法律のいろは

2017年7月7日 更新解雇

期間の定まった雇用契約の従業員の方の契約更新と解雇のハードル(その⑤)

 今回は,比較的最近出された裁判例で,70歳近くになった従業員の方について期間雇用契約の更新を拒絶した際に,その有効性が問題になった裁判例を紹介します。

 

 問題となったのは,ビル管理などを行う会社に期間限定従業員として採用された方(採用時に68歳,3回更新され契約期間は各5~6か月・雇用契約書にビル管理などの委託を受けている先からの委託が解除された場合には他の職場に移動があること,他の職場を確保できない場合などには退職になることが記載されています)との間の契約更新を拒んだことに関してです。

 既に触れましたが,法律上,契約更新に関する合理的な期待を抱かせる・これまで行進が繰り返され契約期間がない場合と同等になっていた場合に期間限定の雇用契約の更新がなされるという話を触れました。今回は前者にある「合理的な期待を抱かせる言動」を会社が取っていたかが大きく問題となっています。ちなみに,ここで契約更新がなされた扱いになると,期間中に解雇をしたことになりますから,法律上・裁判例上の解雇を有効をする用件があるかどうかが問題になります。

 また,契約更新がなされた扱い・解雇が無効であれば,会社には給与相当額の支払いをする必要が原則出てきます。

 

 裁判所の判断は,そもそも契約更新扱いにはならないと判断しています。言い換えれば,会社側から契約更新の「合理的な期待を抱かせる言動」はなかったという判断になります。この裁判では先ほどの3つの点がそれぞれ大きな争点で,解雇の有効性に関する事情も一応判断されています。

 裁判所の判断では,合理的期待を抱かせる言動の有無に関して,・その従業員の方のついている仕事の内容 ・雇用の通算期間 ・更新の回数 ・雇用契約時や更新の際の経緯 等を考慮して判断すると述べています。このケースでは,仕事内容はビル管理などの委託を会社が受けたビルのビル管理などで宿直を伴うなど肉体面でハードな仕事があると判断しています。この内容は,採用時に68歳であった方からすると長期間続けることを前提としているとは考え難いという判断につながっています。また,こう言った点は正社員とは異なる期間限定従業員の規定を置いていたことや委託先から会社が委託を解除され他の異動先確保もできない場合は退職になるとの規定からも裏付けられる(短期的な契約を前提)としています。

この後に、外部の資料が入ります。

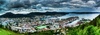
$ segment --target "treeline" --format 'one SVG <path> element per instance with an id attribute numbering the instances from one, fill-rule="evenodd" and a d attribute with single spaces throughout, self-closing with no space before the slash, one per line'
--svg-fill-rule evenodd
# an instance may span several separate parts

 雇用の通算期間は2年足らずと短い・更新回数も3回にすぎないと判断されています。

 

 このように,「合理的な」期待を抱かせる言動などはなかったと判断しています。業務の性質や契約書などで契約上予定されていたこと・従業員の方の状況等を考慮して判断するとなっており,人材不足の中で応急的に人を確保した場合に後でトラブルを起こさないために注意する点を示す一例といえるかもしれません。